Turkish authorities have detained 25 people, including current and former civil servants, as part of an ongoing crackdown on the faith-based Gülen movement, the state-run Anadolu news agency reported.
The İstanbul Chief Public Prosecutor’s Office issued detention warrants for 25 people, among them seven current and four former civil servants who were dismissed by emergency decree laws in the aftermath of a failed coup on July 15, 2016.
The detainees were accused of engaging in activities linked to the movement, including contacting alleged members via payphones, staying in shared student apartments allegedly affiliated with the movement, working at Gülen-linked companies, depositing money in the now-shuttered Bank Asya and using encrypted messaging app ByLock, an application once widely available on Apple’s App Store and Google Play that Turkish authorities claim was used as a secret communication tool for Gülen supporters.
Turkish President Recep Tayyip Erdoğan has targeted followers of the Gülen movement, inspired by the late Muslim cleric Fethullah Gülen, since corruption investigations in December 2013 implicated him as well as some members of his family and inner circle. He dismissed the probes as a Gülenist conspiracy and later designated the movement a terrorist organization in May 2016, intensifying a sweeping crackdown after the coup attempt in July of the same year that he accused Gülen of orchestrating. The movement denies involvement in the coup attempt or any terrorist activity.
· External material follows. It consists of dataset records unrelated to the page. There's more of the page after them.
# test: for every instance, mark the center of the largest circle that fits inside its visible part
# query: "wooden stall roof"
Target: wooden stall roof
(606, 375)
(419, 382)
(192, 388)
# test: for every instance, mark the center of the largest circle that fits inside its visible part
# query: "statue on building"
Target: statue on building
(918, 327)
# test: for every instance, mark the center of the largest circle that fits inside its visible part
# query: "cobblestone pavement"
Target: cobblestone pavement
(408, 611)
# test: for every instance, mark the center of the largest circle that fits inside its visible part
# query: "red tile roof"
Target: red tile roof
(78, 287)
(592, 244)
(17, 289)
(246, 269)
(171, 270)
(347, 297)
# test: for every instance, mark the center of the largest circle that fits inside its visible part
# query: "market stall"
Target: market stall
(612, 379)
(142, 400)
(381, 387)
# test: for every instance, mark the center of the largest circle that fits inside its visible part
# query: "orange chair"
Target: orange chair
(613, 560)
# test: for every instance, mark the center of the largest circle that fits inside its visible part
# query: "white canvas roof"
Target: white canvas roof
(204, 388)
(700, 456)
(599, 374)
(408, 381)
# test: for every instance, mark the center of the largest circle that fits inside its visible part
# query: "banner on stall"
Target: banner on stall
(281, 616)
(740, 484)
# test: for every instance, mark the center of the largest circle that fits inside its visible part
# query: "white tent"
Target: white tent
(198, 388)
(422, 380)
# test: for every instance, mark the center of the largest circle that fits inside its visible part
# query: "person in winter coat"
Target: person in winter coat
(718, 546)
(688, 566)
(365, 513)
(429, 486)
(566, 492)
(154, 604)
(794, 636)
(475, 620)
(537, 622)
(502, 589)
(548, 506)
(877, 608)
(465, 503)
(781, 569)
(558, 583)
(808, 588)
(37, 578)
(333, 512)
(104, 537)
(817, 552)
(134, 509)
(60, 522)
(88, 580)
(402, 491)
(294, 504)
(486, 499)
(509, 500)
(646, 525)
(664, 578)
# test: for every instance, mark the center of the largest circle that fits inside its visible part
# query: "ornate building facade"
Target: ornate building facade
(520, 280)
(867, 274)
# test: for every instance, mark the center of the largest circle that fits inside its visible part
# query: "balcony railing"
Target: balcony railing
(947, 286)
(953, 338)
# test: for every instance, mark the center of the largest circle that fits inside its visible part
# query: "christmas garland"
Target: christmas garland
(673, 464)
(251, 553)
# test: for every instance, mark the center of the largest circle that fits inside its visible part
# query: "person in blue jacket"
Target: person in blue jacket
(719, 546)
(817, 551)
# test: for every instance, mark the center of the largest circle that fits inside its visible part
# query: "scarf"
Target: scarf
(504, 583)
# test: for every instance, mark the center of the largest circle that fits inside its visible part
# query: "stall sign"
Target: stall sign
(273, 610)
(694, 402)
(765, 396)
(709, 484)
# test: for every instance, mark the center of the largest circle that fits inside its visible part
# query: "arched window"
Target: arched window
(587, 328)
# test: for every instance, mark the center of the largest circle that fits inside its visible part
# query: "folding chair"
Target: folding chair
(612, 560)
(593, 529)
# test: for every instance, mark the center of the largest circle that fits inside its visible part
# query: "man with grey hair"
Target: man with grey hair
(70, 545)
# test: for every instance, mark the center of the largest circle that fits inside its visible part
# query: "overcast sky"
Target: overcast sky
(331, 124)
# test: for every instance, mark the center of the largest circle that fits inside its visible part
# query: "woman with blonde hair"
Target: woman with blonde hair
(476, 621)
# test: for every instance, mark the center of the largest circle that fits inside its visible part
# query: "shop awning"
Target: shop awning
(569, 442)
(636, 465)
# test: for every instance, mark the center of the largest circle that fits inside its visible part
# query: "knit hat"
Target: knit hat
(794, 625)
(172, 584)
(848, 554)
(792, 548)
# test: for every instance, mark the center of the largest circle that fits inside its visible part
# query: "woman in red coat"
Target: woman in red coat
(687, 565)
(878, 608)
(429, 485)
According to the latest figures from the Justice Ministry, more than 126,000 people have been convicted for alleged links to the movement since 2016, with 11,085 still in prison. Legal proceedings are ongoing for over 24,000 individuals, while another 58,000 remain under active investigation nearly a decade later.
In addition to the thousands who were jailed, scores of other Gülen movement followers had to flee Turkey to avoid the government crackdown.